Tierexperte Dr. Mario Ludwig

Jüngere Forschungsergebnisse zeigen, dass sogar Spinnen so etwas wie einen eigenen Charakter haben. Bei einer sozialen Spinnenart namens Anelosimus studiosus haben amerikanische Wissenschaftler herausgefunden, dass es eine Arbeitsteilung gibt, die dem Charakter der jeweiligen Spinne entspricht.

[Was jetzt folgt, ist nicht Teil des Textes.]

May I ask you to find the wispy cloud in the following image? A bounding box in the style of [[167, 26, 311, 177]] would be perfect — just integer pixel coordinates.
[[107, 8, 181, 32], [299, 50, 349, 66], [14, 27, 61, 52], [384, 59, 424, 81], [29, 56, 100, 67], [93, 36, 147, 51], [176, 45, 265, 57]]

Auch Spinnen sind Draufgänger, Angsthasen oder Autisten

Die Forscher fanden zwei Typen: Den Rambo-Typ, der für Beutejagd und die Verteidigung zuständig ist. Und Softies, die sich um den Nachwuchs kümmern. Um das zu überprüfen, forderten die Forscher die Spinnen mit der jeweils anderen Tätigkeit heraus. Die Rambos mussten sich als Ammen versuchen und die Softies bei der Jagd beweisen. Das hat nicht geklappt. Offensichtlich folgen die Spinnen in Sachen Arbeitsteilung tatsächlich ihren angeborenen Fähigkeiten. Nach Ansicht der Wissenschaftler sind die sozialen Spinnen in dieser Hinsicht durchaus mit uns Menschen vergleichbar.